Accoglienza globale, dunque, in cui la salute è solo uno degli aspetti.
Le attività non sono racchiuse tutte entro le mura del San Gallicano. L’Istituto opera, mediante progetti, anche in Africa, in India, in Cambogia, in Brasile, spesso cooperando con istituti religiosi. L’esperienza più significativa è quella africana. Ce ne parla un medico, Luigi Toma, anche lui dipendente del dipartimento di Medicina preventiva delle migrazioni al San Gallicano. È appena tornato dal Tigray, in Etiopia. Insieme ad altri colleghi presta servizio nel piccolo ospedale nel villaggio di Quihà, a Macallè, dove si curano malattie infettive gravi, e in un ambulatorio a Garbò, un piccolo villaggio a sud. Il dottor Toma è un fiume in piena quando descrive la sua esperienza in quel pezzo di Corno d’Africa. Dove l’acqua è un bene tanto prezioso che le donne percorrono anche dieci chilometri al giorno per una giara piena. Dove un decennio di guerra tra Etiopia ed Eritrea, oltre ai morti, ha lasciato bambini malati di Aids, figli – illegittimi – dei soldati. Ci spiega che la gente è restia a trattare con i medici: non ha la consapevolezza di averne bisogno, se non quando c’è il rischio di perdere la vita. Occorre conquistarsi la loro fiducia tutti i giorni e per farlo occorre “prenderla alla lontana”. Offrendo cibo, istruzione, acqua, energia elettrica. In una parola: risposte ai bisogni.
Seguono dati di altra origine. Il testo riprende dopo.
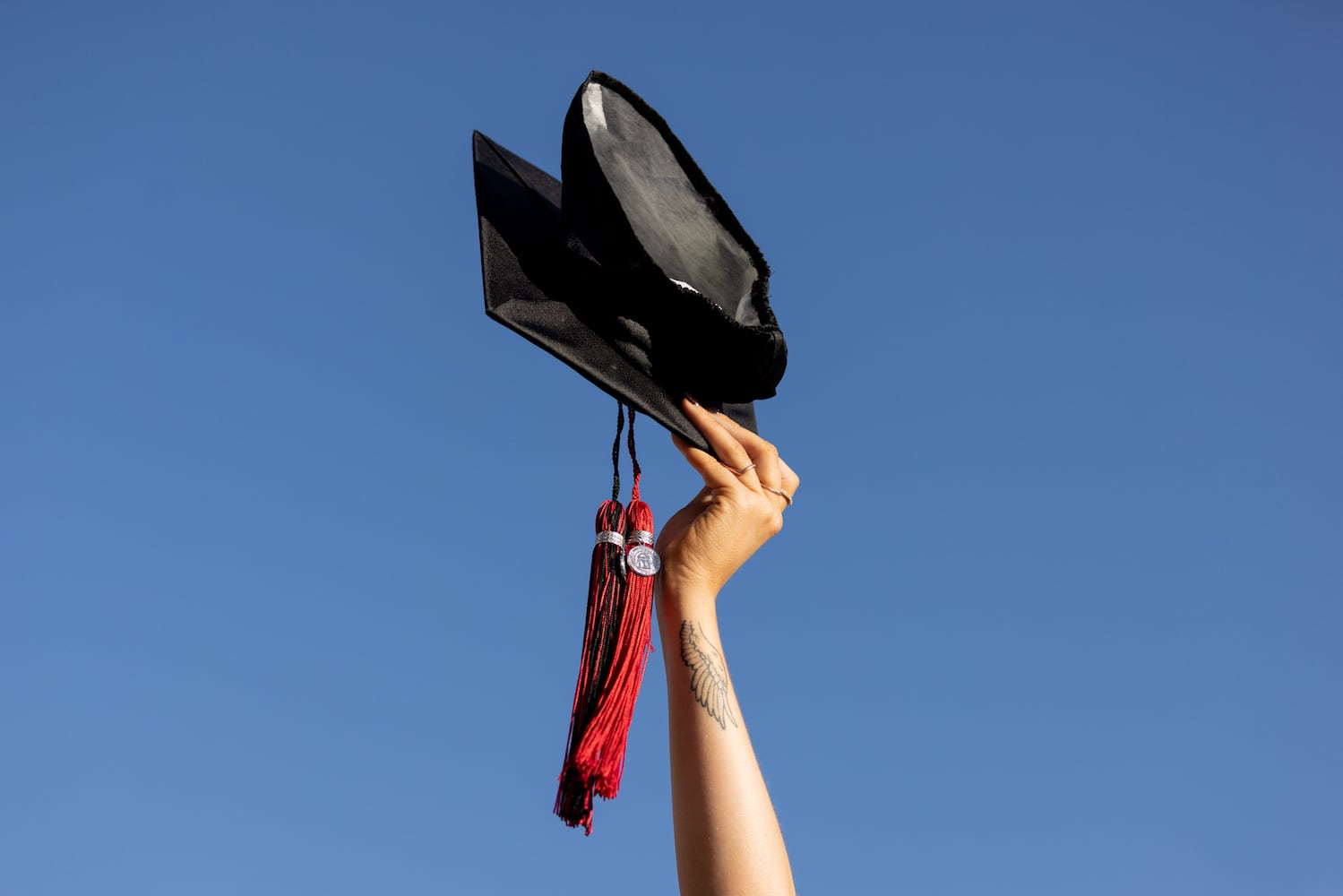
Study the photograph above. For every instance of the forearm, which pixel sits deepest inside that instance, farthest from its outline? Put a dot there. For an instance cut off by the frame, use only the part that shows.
(727, 834)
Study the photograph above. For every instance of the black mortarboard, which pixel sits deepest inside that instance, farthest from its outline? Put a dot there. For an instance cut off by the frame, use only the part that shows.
(634, 271)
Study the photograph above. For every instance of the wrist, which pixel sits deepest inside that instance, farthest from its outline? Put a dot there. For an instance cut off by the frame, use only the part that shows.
(678, 600)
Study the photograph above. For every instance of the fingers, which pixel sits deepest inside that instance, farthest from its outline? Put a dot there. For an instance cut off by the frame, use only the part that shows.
(728, 449)
(770, 466)
(710, 469)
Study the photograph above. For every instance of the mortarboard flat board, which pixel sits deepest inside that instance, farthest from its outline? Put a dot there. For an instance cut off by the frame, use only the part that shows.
(633, 271)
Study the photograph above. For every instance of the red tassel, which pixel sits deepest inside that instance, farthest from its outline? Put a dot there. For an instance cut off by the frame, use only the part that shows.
(632, 654)
(573, 801)
(616, 640)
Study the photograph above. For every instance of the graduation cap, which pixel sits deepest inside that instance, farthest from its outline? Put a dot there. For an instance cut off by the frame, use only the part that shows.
(637, 274)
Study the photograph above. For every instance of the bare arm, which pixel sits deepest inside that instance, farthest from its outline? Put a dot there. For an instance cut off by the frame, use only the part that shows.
(727, 834)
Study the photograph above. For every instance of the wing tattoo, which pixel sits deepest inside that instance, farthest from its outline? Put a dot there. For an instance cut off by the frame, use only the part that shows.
(708, 675)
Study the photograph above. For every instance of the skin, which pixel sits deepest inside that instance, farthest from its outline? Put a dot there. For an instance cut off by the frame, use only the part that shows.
(727, 833)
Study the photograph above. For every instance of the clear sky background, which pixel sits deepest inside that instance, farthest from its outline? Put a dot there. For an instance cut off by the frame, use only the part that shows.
(293, 540)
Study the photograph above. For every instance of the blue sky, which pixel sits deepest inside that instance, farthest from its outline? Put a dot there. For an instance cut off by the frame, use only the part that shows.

Per questo è stato fondamentale l’incontro con Franca e Carlo Travaglino, fondatori dell’Hewo (Hansenians’ Ethiopian and Eritrean Welfare Organization), un’associazione cattolica di volontariato, nata nei primi anni Settanta come comunità operativa a favore dei malati di lebbra. I coniugi Travaglino sono un po’ in là con gli anni ma ancora attivi: il dottor Toma ce li presenta con orgoglio. In trent’anni, oltre a offrire assistenza ai malati, hanno realizzato scuole, corsi di falegnameria, di ceramica, di cucito, campi agricoli. All’ospedale di Macallè, ad esempio, hanno organizzato un corso di alfabetizzazione per i pazienti ricoverati. Mentre nell’ambulatorio di Garbò è attiva una scuola materna ed elementare con servizio di mensa. Accanto all’ambulatorio, c’è un campo agricolo fornito di pozzo, pompa, centralina elettrica che serve, in parte, a soddisfare il fabbisogno dei bambini e del personale. La formula è quella dell’autosostentamento: dipendere il meno possibile dai fondi per la cooperazione. E agire a livello locale unendo le forze.
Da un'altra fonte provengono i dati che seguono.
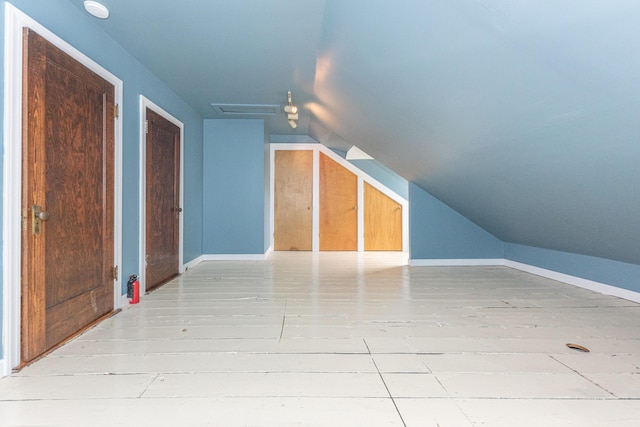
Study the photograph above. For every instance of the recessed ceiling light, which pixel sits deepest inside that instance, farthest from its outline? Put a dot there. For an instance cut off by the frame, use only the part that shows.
(96, 9)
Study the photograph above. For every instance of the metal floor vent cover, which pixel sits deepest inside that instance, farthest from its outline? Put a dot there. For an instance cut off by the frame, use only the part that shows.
(247, 109)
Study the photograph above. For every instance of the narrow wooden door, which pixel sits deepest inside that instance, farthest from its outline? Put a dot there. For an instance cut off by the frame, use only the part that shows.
(338, 207)
(382, 221)
(293, 200)
(67, 197)
(162, 200)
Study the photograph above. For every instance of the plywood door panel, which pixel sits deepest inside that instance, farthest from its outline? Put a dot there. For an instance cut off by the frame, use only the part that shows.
(338, 207)
(68, 166)
(293, 200)
(382, 221)
(162, 200)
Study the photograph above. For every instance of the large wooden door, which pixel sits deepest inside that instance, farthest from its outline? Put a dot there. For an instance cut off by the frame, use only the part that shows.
(162, 200)
(67, 257)
(293, 200)
(338, 207)
(382, 221)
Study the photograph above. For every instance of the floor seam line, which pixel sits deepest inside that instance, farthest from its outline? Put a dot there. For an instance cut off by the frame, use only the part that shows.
(582, 376)
(395, 405)
(284, 317)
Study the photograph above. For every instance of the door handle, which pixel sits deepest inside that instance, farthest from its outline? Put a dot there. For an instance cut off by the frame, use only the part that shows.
(38, 216)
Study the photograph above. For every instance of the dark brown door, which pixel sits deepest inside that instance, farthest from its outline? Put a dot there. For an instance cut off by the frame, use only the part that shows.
(293, 200)
(67, 197)
(338, 207)
(162, 200)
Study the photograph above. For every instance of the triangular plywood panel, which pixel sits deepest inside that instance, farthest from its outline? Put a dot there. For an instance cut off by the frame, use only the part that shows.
(382, 221)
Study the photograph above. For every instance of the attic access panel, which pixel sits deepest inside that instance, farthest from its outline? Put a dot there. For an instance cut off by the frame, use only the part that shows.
(247, 109)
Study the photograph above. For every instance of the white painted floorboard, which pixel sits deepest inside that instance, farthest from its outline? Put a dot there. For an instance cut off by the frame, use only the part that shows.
(344, 339)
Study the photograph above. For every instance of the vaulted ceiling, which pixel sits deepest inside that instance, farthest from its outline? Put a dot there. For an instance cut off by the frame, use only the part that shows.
(522, 115)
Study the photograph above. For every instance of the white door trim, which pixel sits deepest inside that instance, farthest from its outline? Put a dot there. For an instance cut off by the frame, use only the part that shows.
(144, 104)
(15, 20)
Quando chiediamo a Morrone di spiegarci il perché di tutto questo, perché spingersi tanto lontano, ci risponde: «Tutti sentiamo la necessità di chiederci il perché. Perché il dolore, perché la sofferenza?». Ed è per trovare una risposta che questo gruppo di ottanta amici, tra medici, operatori sanitari, mediatori provenienti da varie parti del mondo e di diversa religione (ci sono musulmani, animisti, buddisti), periodicamente si incontra, a Roma, presso il monastero dei Santi Quattro Coronati, accolto dalle suore agostiniane. Un incontro di riflessione, di confronto.
«Negli anni Settanta, quando abbiamo cominciato, era opinione comune che chi si occupasse di sociale fosse un cattolico-comunista» conclude Morrone. «Noi, invece, eravamo convinti che condividere la sofferenza con i poveri significasse mettersi in ascolto della Parola di Dio. Una Parola che tante volte avevamo ascoltato e letto in Chiesa». Forse è per questo che non ama il termine solidarietà, “troppo efficientista”. Preferisce compassione, dal latino cum patire, condividere la sofferenza.